Tighter border control in the war against drugs
If the present administration of President Rodrigo Duterte wants to further increase pressure and choke off the entry points of illegal drugs in the country then it must enforce a more stringent measure of patrolling, monitoring and controlling the porous borders of the archipelago.
At the moment the failure of government authorities to intensively observe and monitor our maritime borders has allowed drug smugglers to ferry and dump their contraband right into territorial waters where their cohorts can easily snag these drug packages and off-load them to their distributors in the cities and countryside.
A grim example is the recent incident where at least 120 million pesos worth of cocaine were discovered floating off the waters in Matnog, Sorsogon.

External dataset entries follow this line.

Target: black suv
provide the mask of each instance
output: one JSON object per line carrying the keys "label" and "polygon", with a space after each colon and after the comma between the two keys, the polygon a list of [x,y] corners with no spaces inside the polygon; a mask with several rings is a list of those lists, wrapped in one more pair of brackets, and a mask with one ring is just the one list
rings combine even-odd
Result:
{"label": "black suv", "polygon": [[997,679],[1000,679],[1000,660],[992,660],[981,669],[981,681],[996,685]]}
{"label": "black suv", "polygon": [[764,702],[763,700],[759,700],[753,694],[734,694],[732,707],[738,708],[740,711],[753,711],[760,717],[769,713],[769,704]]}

According to police authorities in the province their initial investigation disclosed that the cocaine which was contained in a plastic container and wrapped in packaging tape might have been thrown overboard from a ship and floated to the shore during low-tide. It was also speculated by the authorities that the said container of drugs might have been thrown off a ship to avoid the patrols of maritime police or simply carried by someone in a ship and then later thrown overboard.
Whatever the conjectures are as to the history of the said illegal drug package before their discovery they remain within the realm of speculation without any further evidence or proof, but what is evident is the fact that such kind of illegal drugs can simply be discovered floating in the territorial waters of the country.
With this incident the government must re-orient its resources and efforts towards acquiring more naval vessels and facilities that can effectively oversee the strict monitoring of our maritime borders. A possible suggestion would be the creation of a multi-organizational maritime drug interdiction task force comprising personnel and officers from the Philippine Navy, Philippine Army, Philippine National Police, representatives and agents from the Department of the Interior and Local Government and representatives from the local government unit concerned. The functions of the task force would be multipronged with one aspect directly coordinating and aligning its efforts with active maritime border patrols of neighboring countries such as Vietnam, China, Malaysia and even Taiwan. Another aspect of its operations would be direct intervention by elements of the task force against drug smugglers using the country’s sea lanes and territorial waters and with shoot to disable or kill on sight ( if the perpetrators are armed and violently resist arrest) orders. Still another function of the said task force is to coordinate efforts in gathering massive information and data using Human Intelligence (HUMINT) sources to track the flow of illegal drugs that are inserted into the country via maritime borders, right up to the moment when it is given to the street dealers for sale.
By looking into such patters of drug distribution via the seas and maritime borders the task force would be in a position to proactively repel any such attempt to float drugs for pick-up or smuggle them via our maritime borders.
Of course if the said task force is to be created it would be a massive undertaking by the government along with large expenditures but there is really a need to double efforts to stop the entry of illegal drugs through our porous borders and prevent another 120 million peso worth of cocaine from reaching our country.